マルマエJP:6264

時価総額
¥252.7億
PER
14.4倍
精密部品・機能材料事業の有力企業。半導体・FPD向け真空部品や99.999%超高純度アルミ製スパッタターゲットを展開。高い対電圧性能や長期安定供給、消耗品需要を見込む製品開発と鍛造から表面処理までの一貫生産体制。日本トップクラスの低圧鋳造設備保有体制。

事業内容

マルマエは精密部品と機能材料を製造するメーカーで、主に半導体やフラットパネルディスプレイの製造装置に使う真空部品や高純度アルミ素材を手掛けています。同社はプラズマや真空環境で使われる部品の加工・表面処理や、素材の精製・供給までを行っています。これらの製品は高い耐久性と寸法精度が求められます。

主要な顧客は半導体装置メーカーやディスプレイ装置メーカー、電子機器メーカーや産業機械メーカーです。同社は装置向けの大型・高精度部品の受注売上と、プラズマで消耗する部品や高純度アルミの継続的な供給による消耗品売上で収益を構成しています。一度装置に採用すると長期的に取引が続き、収益の安定につながる点が強みです。
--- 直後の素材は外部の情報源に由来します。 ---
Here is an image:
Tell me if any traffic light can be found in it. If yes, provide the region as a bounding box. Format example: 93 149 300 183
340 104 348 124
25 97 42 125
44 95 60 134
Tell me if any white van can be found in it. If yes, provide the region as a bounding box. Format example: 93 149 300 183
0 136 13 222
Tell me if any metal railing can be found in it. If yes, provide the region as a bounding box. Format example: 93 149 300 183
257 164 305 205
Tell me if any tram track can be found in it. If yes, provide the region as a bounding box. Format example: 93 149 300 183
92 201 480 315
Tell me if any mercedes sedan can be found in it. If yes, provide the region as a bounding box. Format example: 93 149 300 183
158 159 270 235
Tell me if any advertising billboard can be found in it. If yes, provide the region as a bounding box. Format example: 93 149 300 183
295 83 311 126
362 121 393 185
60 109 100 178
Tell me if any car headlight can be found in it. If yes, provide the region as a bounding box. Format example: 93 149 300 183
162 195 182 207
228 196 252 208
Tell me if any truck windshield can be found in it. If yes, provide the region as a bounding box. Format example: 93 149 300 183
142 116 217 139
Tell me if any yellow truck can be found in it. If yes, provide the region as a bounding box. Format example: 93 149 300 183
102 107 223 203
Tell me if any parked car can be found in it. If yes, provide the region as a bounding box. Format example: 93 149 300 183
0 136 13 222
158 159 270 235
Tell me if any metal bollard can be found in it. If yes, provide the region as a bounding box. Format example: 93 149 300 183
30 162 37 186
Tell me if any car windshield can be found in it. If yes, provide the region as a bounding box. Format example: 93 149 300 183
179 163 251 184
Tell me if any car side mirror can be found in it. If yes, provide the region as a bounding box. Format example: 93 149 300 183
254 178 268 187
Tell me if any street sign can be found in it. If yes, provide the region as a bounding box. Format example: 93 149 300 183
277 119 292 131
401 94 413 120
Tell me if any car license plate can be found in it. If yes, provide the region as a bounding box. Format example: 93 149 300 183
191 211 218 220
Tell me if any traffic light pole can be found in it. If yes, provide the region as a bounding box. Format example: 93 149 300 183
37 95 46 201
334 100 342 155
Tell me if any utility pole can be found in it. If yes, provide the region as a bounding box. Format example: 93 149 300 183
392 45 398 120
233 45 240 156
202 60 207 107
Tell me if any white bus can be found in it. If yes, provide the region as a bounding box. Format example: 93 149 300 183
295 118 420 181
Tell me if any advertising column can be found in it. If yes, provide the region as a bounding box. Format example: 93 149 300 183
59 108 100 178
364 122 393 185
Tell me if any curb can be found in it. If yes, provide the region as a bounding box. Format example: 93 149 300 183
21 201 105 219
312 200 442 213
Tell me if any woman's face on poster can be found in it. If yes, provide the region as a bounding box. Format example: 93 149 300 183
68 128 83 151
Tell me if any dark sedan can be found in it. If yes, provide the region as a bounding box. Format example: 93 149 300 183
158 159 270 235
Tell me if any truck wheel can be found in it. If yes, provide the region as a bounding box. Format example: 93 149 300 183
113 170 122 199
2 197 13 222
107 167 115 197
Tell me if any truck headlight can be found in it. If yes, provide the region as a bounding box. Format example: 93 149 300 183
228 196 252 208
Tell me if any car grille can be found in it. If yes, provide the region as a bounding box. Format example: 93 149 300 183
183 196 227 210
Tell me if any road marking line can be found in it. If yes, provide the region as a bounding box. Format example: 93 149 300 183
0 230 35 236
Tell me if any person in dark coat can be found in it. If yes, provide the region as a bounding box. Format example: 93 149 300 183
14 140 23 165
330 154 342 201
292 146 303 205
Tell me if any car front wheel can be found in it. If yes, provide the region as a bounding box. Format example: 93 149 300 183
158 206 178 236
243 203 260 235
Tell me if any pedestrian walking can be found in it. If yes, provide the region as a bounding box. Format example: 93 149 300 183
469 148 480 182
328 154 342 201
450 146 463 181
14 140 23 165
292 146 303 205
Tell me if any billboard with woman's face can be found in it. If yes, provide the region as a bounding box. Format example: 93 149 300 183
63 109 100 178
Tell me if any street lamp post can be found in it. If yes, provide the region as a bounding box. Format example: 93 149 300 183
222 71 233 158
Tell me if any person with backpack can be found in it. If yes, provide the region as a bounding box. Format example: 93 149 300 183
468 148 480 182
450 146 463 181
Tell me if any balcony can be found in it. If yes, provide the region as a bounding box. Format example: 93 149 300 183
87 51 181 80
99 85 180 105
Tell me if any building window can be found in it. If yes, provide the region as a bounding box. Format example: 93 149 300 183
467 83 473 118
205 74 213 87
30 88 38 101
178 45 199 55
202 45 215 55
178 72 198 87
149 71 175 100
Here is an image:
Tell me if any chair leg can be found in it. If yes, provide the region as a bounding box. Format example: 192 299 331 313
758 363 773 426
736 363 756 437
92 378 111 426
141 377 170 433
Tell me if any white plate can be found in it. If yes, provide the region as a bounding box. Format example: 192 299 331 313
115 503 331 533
事業は「精密部品事業」と「機能材料事業」の二本柱です。精密部品事業では真空チャンバーや電極、検査装置や各種産業機器向けの大型金属部品を製造し、機能材料事業では超高純度アルミを用いたターゲット材料や電解コンデンサ用材、鋳造スラブやアルマイトなどの表面処理まで一貫生産しています。同社は低圧鋳造や鍛造・機械加工の設備を活かし、消耗品需要や小口販売も含めた幅広い製品ラインを展開しています。

経営方針

マルマエは「Fusion2028」と称する中期計画(2026年8月期〜2028年8月期)で、2025年4月に取得したKMアルミニウムとの統合を軸に、グループで市場成長を上回る成長を実現しようとしています。同社は投下資本利益率(ROIC)を重要指標と位置づけ、期間中にグループ全体でROIC15%を目標としています(直近実績は6.7%)。また、半導体設備投資の変動に左右されにくい収益基盤を作るため、消耗品の受注拡大と固定費抑制による安定成長を目指しています。

重点投資分野としては、半導体製造工程向けの高付加価値消耗品と機能材料の研究開発と生産能力強化に注力しています。同社はクライオエッチング用の低温対応素材や絶縁性の高いコーティングの開発を進める一方、エッチング装置やCVD装置で使われるESCや電極類といった高付加価値消耗品の生産技術を高め、受注を拡大することで他社との差別化を図っています。加工技術や表面処理、アルミの高純度化といった“ものづくり”の源流にこだわることが差別化の中核です。

新市場開拓と事業拡大は、グループ統合による技術シナジーの創出と顧客基盤の拡大で進められます。同社はKMアルミニウムとの協力で超高純度アルミや装置部材の品揃えを強化し、特定ユーザーへの依存を減らすために顧客の幅を広げる方針です。また、消耗品の小口販売や長期のアフターマーケット供給の拡大を通じて、設備投資サイクルに左右されない継続収入を確保する計画です。生産性向上や協力企業の育成も並行し、需要変動に耐える体制を整備しています。

技術革新への取り組みでは、研究開発投資の強化、設備点検と保全の充実、多能工化による人材育成を具体的施策として進めています。同社は現場の技術力を高めるために長期的な人材育成プランを実行し、デジタル化(DX)を通じた生産・管理の効率化で固定費抑制を図ります。これらの取り組みにより、同社は「部品加工のリーディングカンパニー」および「高付加価値アルミ加工会社」を目指しています。